Sibylle Grimbert
Anne Carrière, 2022
Peut-on se lier d’amitié avec un pingouin ? C’est l’histoire insolite qu’a imaginée Sibylle Grimbert, nous entraînant dans l’Islande de la première moitié du XIXe siècle.
Gus est un jeune scientifique envoyé aux confins de l’Europe du nord par le Museum d’histoire naturelle de Lille pour y étudier les espèces animales et en rapporter quelques spécimens - morts ou vivants.
Alors qu’il assiste au massacre d’une colonie de grands pingouins perpétré par des marins avides de déguster leur chair, il parvient à en sauver un. En attendant de le ramener en France, il observe son comportement et en fait de nombreux croquis. Mais, sorti de son environnement, l’animal se recroqueville et semble perdre sa vitalité naturelle. Gus tente d’effectuer les gestes qui lui redonneront son allant : lorsqu’il lui verse de l’eau sur le corps, l’animal se redresse et déploie ses membres. Il l’emmène alors se baigner dans la mer, le maintenant toutefois captif au moyen d’une corde.

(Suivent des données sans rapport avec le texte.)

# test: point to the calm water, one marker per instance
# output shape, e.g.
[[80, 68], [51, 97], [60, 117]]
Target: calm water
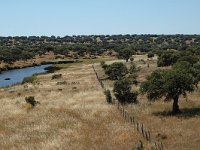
[[17, 75]]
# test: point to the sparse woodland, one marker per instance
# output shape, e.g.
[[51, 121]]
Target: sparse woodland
[[154, 78]]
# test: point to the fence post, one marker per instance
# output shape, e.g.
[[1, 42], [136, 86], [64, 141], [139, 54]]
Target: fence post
[[142, 129]]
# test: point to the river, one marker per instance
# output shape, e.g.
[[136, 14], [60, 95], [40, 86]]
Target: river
[[11, 77]]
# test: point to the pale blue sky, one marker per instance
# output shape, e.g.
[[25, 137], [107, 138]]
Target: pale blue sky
[[85, 17]]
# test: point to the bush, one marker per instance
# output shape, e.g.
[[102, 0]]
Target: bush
[[103, 65], [150, 54], [108, 96], [56, 76], [31, 100], [31, 79], [123, 93], [131, 59], [116, 71]]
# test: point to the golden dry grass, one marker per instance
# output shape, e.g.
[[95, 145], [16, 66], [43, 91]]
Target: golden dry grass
[[176, 132], [72, 116]]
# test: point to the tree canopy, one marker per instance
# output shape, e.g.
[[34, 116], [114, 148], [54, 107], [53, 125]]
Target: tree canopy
[[170, 84]]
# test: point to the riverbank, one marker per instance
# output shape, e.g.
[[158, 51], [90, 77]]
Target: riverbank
[[74, 115]]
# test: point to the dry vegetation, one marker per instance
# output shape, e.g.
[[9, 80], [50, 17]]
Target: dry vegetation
[[180, 132], [71, 115]]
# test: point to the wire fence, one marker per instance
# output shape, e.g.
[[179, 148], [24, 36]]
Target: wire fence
[[130, 118]]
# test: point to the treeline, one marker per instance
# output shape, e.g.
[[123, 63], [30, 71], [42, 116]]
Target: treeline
[[23, 47]]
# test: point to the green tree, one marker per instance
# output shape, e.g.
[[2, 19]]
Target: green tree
[[123, 93], [170, 84], [126, 53], [150, 54], [116, 71], [168, 58]]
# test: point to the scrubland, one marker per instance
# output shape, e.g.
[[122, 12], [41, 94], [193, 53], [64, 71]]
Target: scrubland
[[72, 114]]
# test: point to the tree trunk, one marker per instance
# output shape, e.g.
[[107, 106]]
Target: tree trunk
[[175, 109]]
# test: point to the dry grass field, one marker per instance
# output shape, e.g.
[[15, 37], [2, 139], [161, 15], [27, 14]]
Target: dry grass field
[[180, 132], [71, 116]]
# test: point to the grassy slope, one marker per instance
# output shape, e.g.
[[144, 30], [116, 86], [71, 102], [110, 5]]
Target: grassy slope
[[72, 116], [176, 132]]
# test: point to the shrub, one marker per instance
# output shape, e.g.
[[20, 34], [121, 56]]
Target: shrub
[[150, 54], [103, 65], [123, 93], [31, 79], [31, 100], [131, 59], [56, 76], [116, 71], [108, 96]]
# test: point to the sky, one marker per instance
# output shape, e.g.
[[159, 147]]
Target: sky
[[89, 17]]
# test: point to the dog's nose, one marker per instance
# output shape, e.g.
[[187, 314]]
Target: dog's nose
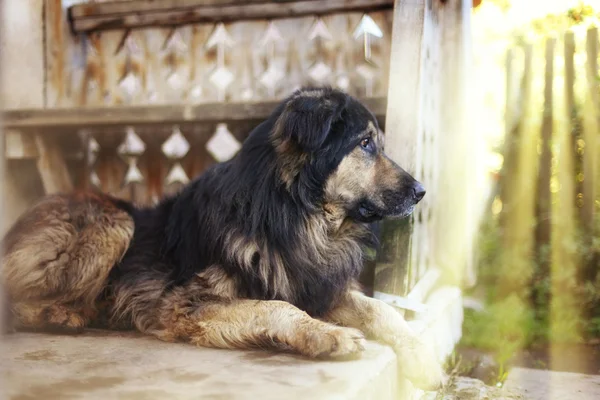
[[418, 191]]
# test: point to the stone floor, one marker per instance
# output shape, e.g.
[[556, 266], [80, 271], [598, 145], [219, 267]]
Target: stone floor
[[552, 385], [102, 365]]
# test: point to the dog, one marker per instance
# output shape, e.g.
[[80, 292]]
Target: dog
[[261, 251]]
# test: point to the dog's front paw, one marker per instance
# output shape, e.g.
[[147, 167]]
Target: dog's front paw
[[334, 343], [417, 363]]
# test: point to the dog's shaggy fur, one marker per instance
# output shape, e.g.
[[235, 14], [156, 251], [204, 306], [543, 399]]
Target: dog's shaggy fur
[[261, 251]]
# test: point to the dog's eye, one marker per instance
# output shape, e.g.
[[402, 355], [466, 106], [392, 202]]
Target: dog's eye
[[365, 143]]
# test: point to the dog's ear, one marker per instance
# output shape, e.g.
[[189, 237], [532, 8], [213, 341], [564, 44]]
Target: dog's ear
[[308, 116]]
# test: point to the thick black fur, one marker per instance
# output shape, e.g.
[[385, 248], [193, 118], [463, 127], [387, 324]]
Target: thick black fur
[[185, 234]]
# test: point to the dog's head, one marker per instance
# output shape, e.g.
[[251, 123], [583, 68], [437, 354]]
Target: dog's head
[[326, 138]]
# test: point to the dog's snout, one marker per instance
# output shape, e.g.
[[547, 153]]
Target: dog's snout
[[418, 191]]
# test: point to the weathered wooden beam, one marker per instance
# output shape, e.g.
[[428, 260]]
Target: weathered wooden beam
[[140, 13], [19, 145], [145, 115], [52, 165], [402, 121]]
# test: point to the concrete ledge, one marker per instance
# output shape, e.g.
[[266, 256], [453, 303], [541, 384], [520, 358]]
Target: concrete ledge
[[111, 365], [553, 385]]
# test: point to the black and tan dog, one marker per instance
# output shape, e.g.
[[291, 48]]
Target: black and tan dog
[[261, 251]]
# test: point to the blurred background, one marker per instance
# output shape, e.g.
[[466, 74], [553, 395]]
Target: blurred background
[[493, 104]]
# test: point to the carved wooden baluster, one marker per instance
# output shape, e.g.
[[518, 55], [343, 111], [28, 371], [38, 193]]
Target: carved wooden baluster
[[175, 149], [366, 29], [222, 145], [320, 72], [131, 149], [176, 49], [271, 77], [130, 82], [221, 77]]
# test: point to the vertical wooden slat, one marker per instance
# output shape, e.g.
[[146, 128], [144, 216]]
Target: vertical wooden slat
[[511, 137], [453, 197], [401, 137], [544, 195], [590, 157], [54, 53], [572, 115], [52, 166]]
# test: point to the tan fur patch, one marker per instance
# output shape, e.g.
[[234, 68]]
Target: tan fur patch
[[382, 322], [60, 253], [267, 324]]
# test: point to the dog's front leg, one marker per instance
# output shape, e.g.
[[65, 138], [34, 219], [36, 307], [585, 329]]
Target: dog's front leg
[[383, 323], [245, 324]]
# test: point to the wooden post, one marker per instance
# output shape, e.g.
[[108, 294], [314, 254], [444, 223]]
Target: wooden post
[[52, 166], [590, 162], [402, 128], [544, 196], [454, 202]]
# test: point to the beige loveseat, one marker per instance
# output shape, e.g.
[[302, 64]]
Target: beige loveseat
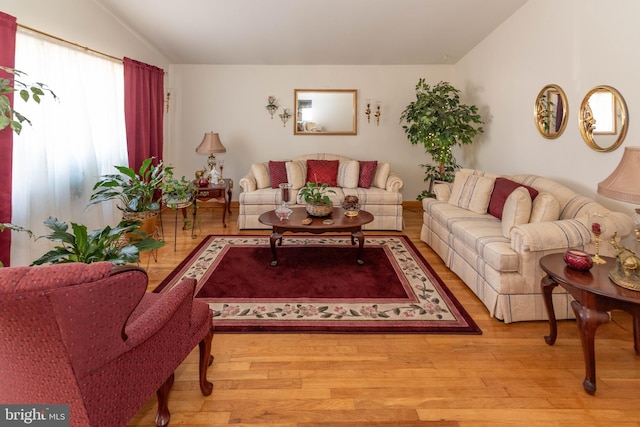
[[498, 259], [383, 197]]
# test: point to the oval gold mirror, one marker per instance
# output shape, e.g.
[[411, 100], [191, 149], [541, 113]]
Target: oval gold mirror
[[550, 111], [603, 118]]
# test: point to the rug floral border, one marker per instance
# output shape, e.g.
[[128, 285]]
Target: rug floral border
[[430, 304]]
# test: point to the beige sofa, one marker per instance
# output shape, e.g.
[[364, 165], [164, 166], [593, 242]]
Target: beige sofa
[[498, 259], [383, 198]]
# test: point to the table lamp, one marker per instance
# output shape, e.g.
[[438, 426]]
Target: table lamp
[[211, 145], [624, 184]]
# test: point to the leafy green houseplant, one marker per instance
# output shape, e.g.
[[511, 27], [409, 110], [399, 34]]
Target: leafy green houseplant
[[134, 191], [34, 91], [119, 245], [438, 121], [317, 199], [176, 191]]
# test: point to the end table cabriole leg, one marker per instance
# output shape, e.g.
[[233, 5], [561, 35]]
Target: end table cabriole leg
[[272, 242], [358, 235], [548, 285], [588, 322]]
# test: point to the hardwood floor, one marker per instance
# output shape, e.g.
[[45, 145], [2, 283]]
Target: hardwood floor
[[506, 376]]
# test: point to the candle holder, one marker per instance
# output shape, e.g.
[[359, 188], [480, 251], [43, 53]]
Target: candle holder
[[283, 212], [597, 222]]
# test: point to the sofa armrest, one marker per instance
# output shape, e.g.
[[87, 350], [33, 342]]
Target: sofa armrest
[[442, 190], [159, 309], [550, 236], [248, 183], [394, 183]]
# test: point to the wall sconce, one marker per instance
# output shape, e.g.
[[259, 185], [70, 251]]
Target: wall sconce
[[367, 112], [285, 116], [271, 106]]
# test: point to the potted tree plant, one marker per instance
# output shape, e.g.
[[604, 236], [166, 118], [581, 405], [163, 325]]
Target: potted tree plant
[[438, 121], [135, 192], [35, 91], [176, 192], [104, 244], [318, 202]]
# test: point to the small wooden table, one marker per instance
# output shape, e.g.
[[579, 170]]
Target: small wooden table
[[219, 193], [341, 223], [595, 294]]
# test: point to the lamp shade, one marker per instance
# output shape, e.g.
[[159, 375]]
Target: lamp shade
[[624, 183], [211, 144]]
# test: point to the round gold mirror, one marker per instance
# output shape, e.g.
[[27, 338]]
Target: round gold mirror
[[550, 111], [603, 119]]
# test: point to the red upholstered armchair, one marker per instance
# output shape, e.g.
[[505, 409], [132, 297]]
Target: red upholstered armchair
[[89, 335]]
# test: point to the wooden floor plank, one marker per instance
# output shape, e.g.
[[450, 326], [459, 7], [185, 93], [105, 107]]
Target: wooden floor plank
[[506, 376]]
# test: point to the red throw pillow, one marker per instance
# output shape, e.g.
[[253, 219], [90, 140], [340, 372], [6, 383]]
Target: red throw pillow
[[323, 171], [278, 173], [501, 190], [367, 173]]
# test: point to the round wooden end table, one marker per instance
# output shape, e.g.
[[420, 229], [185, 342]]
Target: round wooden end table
[[595, 295]]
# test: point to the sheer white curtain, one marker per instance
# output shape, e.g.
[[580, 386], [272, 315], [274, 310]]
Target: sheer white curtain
[[72, 141]]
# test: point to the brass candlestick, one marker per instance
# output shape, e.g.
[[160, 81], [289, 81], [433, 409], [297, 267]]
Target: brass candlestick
[[597, 228]]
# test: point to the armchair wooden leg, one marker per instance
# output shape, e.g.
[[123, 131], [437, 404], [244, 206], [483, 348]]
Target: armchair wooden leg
[[163, 415], [205, 361]]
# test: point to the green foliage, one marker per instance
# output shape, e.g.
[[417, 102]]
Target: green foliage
[[135, 192], [313, 192], [176, 190], [119, 245], [34, 91], [438, 121]]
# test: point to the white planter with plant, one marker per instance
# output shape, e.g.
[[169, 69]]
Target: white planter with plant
[[438, 121], [318, 202]]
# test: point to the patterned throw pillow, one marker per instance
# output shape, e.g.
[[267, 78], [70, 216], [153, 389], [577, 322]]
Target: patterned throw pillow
[[517, 210], [348, 171], [367, 173], [278, 172], [323, 171], [471, 192], [501, 190], [261, 173]]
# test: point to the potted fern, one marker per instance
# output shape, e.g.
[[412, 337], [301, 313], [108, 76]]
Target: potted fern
[[81, 245], [316, 196], [134, 192], [438, 121]]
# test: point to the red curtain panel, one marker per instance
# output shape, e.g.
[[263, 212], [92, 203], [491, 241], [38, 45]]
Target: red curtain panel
[[143, 109], [8, 27]]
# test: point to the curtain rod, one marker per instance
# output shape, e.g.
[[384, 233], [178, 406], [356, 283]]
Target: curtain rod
[[71, 43]]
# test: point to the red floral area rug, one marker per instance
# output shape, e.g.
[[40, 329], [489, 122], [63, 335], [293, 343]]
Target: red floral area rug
[[318, 286]]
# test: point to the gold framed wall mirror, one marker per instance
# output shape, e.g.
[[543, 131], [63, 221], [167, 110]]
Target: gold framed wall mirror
[[550, 111], [602, 118], [325, 111]]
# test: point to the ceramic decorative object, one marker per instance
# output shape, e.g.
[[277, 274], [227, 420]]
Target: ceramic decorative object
[[578, 260], [319, 209], [351, 206]]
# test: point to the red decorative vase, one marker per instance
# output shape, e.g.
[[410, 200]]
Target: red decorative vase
[[578, 260]]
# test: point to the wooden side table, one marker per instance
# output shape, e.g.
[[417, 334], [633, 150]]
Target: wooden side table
[[218, 193], [595, 294]]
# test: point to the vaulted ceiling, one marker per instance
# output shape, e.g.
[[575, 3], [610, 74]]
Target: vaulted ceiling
[[306, 32]]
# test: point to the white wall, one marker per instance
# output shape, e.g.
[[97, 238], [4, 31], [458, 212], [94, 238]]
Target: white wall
[[576, 44], [86, 23], [231, 100]]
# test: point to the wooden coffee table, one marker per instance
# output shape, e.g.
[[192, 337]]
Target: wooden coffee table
[[595, 294], [341, 223]]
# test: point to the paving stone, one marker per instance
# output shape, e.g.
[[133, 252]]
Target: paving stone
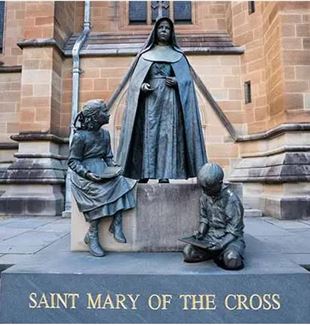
[[300, 259], [21, 223], [287, 224], [13, 259], [60, 245], [288, 244], [7, 232], [261, 227]]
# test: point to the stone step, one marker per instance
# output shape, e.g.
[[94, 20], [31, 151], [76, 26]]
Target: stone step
[[252, 212]]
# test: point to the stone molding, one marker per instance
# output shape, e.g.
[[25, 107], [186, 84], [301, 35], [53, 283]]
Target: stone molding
[[286, 167], [10, 69], [124, 49], [8, 145], [289, 127], [41, 42]]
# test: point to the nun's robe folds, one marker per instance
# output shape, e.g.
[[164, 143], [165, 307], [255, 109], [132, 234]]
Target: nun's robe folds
[[161, 133]]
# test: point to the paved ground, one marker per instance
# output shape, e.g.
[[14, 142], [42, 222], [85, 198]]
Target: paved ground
[[23, 237]]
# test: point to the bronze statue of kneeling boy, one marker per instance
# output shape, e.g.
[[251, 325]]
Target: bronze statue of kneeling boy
[[220, 233], [96, 181]]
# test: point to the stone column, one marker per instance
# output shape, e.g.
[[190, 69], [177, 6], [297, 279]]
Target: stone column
[[35, 181]]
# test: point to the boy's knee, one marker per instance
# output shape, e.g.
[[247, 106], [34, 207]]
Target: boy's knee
[[192, 254], [232, 260]]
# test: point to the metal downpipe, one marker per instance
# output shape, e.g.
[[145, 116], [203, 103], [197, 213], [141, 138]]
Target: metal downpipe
[[76, 71]]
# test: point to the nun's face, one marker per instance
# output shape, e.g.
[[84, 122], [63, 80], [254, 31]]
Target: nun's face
[[163, 32]]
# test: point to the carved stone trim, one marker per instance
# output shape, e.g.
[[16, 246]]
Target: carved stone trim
[[282, 149], [39, 136], [10, 69], [53, 156], [38, 42], [8, 146], [290, 127]]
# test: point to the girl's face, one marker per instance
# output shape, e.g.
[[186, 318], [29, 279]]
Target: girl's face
[[103, 116], [163, 31]]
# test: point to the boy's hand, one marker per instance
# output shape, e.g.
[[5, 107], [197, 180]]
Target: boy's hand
[[198, 235], [93, 177]]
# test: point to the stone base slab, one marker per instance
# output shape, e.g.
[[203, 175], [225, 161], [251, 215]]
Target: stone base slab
[[32, 200], [163, 214], [162, 288]]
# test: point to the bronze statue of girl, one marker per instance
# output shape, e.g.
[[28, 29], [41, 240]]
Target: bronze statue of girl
[[97, 184]]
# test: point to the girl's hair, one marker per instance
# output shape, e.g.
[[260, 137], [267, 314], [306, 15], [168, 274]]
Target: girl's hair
[[210, 174], [87, 117]]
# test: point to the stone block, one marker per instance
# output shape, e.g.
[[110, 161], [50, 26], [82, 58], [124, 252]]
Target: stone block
[[149, 276], [163, 214]]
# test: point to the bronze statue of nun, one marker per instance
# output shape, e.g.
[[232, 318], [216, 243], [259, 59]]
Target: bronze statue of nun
[[96, 182], [161, 136]]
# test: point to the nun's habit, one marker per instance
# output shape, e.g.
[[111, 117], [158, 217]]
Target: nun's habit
[[161, 134]]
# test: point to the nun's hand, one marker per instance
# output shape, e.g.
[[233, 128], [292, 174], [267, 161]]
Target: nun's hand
[[93, 177], [146, 88], [171, 81]]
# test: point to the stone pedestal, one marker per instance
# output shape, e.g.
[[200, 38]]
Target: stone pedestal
[[34, 182], [163, 214]]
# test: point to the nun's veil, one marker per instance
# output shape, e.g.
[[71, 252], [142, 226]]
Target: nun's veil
[[149, 43]]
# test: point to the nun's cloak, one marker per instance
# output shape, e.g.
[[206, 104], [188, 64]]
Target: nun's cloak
[[161, 134]]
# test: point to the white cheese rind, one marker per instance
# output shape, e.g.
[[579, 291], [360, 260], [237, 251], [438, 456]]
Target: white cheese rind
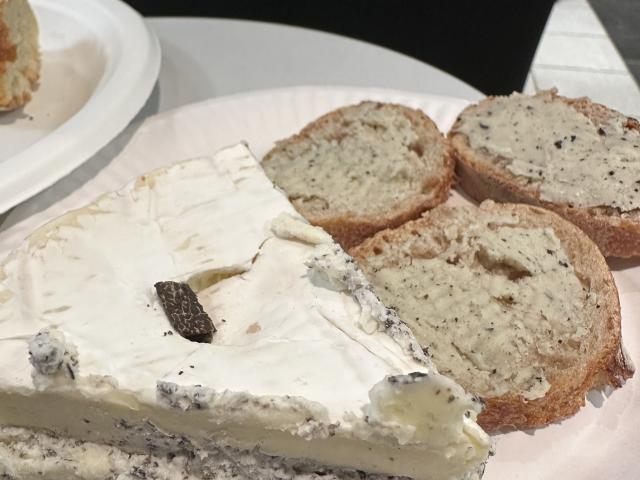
[[288, 369]]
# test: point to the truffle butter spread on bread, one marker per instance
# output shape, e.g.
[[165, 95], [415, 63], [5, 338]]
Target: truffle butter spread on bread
[[19, 53], [512, 301], [363, 168], [577, 158], [195, 314]]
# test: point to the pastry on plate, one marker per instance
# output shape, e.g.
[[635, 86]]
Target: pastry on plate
[[575, 157], [363, 168], [19, 53], [514, 302]]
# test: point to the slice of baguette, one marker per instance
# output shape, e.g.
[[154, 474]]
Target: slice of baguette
[[485, 167], [515, 303], [19, 53], [363, 168]]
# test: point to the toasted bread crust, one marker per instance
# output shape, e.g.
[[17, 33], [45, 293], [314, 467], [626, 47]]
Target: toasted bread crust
[[350, 230], [615, 235], [606, 365]]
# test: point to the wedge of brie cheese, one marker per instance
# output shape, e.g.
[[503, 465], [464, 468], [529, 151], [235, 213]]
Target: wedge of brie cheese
[[306, 367]]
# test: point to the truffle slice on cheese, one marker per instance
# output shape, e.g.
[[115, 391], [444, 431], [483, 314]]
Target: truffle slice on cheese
[[302, 364]]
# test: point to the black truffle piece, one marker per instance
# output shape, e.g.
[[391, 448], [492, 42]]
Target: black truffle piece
[[184, 311]]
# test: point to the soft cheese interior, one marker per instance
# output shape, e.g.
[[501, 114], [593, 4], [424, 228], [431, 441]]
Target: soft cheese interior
[[306, 364]]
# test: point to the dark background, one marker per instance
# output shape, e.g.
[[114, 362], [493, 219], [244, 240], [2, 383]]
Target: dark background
[[488, 44]]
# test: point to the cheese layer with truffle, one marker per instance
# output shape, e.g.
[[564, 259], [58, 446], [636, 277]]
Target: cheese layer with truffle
[[305, 363]]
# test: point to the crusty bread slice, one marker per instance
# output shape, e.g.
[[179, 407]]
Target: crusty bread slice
[[363, 168], [19, 53], [577, 158], [515, 303]]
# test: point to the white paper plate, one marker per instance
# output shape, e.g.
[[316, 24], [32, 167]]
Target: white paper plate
[[99, 64], [601, 442]]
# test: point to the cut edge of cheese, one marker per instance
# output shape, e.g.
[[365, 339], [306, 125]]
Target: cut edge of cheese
[[307, 364]]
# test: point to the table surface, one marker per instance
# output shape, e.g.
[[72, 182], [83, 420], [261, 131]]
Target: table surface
[[205, 58]]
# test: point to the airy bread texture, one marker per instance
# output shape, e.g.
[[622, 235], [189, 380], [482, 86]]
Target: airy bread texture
[[512, 301], [363, 168], [577, 158], [19, 53]]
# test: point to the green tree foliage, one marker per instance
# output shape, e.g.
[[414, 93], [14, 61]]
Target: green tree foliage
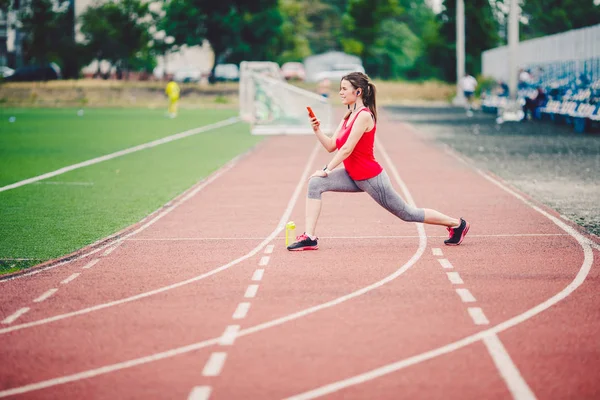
[[42, 23], [362, 23], [117, 31], [235, 29], [5, 5], [295, 30], [481, 33], [327, 29], [395, 50], [547, 17]]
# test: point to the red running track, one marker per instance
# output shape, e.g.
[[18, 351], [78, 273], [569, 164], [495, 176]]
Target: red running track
[[205, 302]]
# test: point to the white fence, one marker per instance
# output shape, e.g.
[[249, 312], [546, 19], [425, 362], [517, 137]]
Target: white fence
[[575, 45]]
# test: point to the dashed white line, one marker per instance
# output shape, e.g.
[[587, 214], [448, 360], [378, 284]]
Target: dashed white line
[[251, 291], [91, 263], [478, 316], [69, 279], [200, 393], [465, 295], [264, 260], [45, 295], [445, 263], [454, 278], [258, 274], [241, 311], [11, 318], [229, 335], [214, 365], [509, 372], [109, 250]]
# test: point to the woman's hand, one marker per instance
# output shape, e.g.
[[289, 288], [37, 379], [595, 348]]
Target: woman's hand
[[319, 173], [315, 123]]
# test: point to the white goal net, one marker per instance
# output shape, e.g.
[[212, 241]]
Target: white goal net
[[274, 107]]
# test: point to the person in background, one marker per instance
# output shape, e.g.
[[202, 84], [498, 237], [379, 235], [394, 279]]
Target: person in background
[[468, 84], [502, 89], [172, 90], [532, 103]]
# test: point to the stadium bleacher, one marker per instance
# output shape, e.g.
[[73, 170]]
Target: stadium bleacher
[[572, 89]]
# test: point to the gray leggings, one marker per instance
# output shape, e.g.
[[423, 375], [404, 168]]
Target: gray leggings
[[378, 187]]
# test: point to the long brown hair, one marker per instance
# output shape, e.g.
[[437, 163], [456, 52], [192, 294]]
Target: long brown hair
[[361, 81]]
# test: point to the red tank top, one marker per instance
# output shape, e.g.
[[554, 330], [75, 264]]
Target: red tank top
[[361, 163]]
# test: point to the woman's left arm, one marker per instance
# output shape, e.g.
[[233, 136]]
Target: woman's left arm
[[361, 125]]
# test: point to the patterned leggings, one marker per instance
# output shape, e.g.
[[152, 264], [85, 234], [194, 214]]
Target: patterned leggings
[[378, 187]]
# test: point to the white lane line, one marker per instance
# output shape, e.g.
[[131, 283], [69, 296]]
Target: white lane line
[[478, 316], [69, 279], [259, 247], [109, 250], [121, 153], [200, 393], [515, 235], [45, 295], [214, 364], [455, 278], [258, 274], [584, 270], [13, 317], [264, 260], [251, 291], [257, 328], [465, 295], [91, 263], [228, 337], [241, 311], [509, 372], [151, 218], [66, 183]]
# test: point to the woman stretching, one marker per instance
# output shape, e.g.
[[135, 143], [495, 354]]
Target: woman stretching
[[353, 140]]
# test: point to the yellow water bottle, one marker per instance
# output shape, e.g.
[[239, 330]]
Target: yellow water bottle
[[290, 230]]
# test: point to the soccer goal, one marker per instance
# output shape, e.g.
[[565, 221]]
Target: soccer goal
[[274, 107]]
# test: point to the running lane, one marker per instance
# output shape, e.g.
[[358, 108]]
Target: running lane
[[376, 298]]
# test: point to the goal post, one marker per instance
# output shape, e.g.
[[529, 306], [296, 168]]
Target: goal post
[[274, 107]]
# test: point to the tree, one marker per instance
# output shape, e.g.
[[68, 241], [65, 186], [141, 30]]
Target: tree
[[117, 31], [395, 50], [327, 30], [362, 23], [547, 17], [235, 29], [295, 30], [42, 22], [481, 33]]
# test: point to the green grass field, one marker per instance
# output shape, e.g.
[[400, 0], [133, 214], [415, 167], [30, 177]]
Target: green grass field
[[53, 217]]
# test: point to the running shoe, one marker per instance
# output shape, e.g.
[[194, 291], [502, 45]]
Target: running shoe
[[456, 235], [303, 242]]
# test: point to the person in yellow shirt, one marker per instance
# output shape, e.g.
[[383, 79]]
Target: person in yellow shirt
[[172, 92]]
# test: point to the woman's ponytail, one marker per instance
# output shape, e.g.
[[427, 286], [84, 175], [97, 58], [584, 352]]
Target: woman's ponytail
[[369, 99]]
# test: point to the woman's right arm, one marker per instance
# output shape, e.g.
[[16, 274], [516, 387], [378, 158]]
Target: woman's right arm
[[326, 141]]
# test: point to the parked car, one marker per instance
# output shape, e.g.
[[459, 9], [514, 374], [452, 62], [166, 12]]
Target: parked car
[[227, 72], [5, 72], [189, 74], [293, 70], [338, 71], [44, 72]]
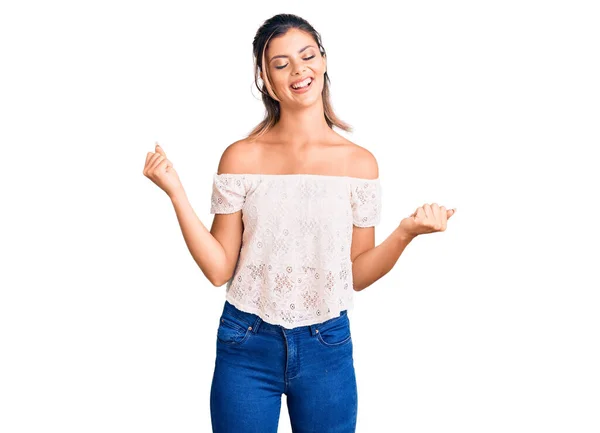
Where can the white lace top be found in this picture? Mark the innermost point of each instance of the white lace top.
(294, 266)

Peu à peu se noue entre eux une relation singulière : la méfiance mutuelle laisse place à une forme de complicité et d’affection qui ne veut pas dire son nom. Le temps passe, et Gus ne peut plus se résoudre à se séparer de celui qu’il nomme désormais Prosp.
Car Gus se sent une responsabilité particulière à son égard. Une responsabilité supérieure à celle qu’il éprouvera plus tard pour sa femme et pour les enfants qu’ils auront ensemble. il apparaît en effet de plus en plus clairement au fil des mois puis des années que Prosp est le dernier représentant de son espèce. Pour Gus, il ne fait pas de doute que ce sont les hommes et leur inconséquence qui en sont la cause. Des images de la sauvagerie avec laquelle ces derniers se sont attaqués aux pingouins lui reviennent en mémoire, tandis que les derniers progrès de la recherche viennent confirmer que le monde n’est pas immuable et que des espèces entières peuvent disparaître. Or le jour où Prosp mourrait à son tour, c’est une partie du monde et de sa plénitude qui seraient irrémédiablement perdue.
Avec Le dernier des siens, Sybille Grimbert signe un conte sur l’extinction des espèces et le rôle déterminant joué par l’homme dans ce phénomène. Un bouleversement difficile à percevoir - surtout lorsqu’on se refuse à l’admettre. L’ultime victime de la rupture des équilibres naturels est pourtant bien l’humanité elle-même dont l’existence finit à son tour par être menacée. C’est ce que s’attache à mettre en lumière l’auteure, qui s’est appuyée sur une riche documentation, comme elle s’en explique dans une note finale : une démonstration qu’elle a su mettre en scène dans une fiction aussi originale que délicate.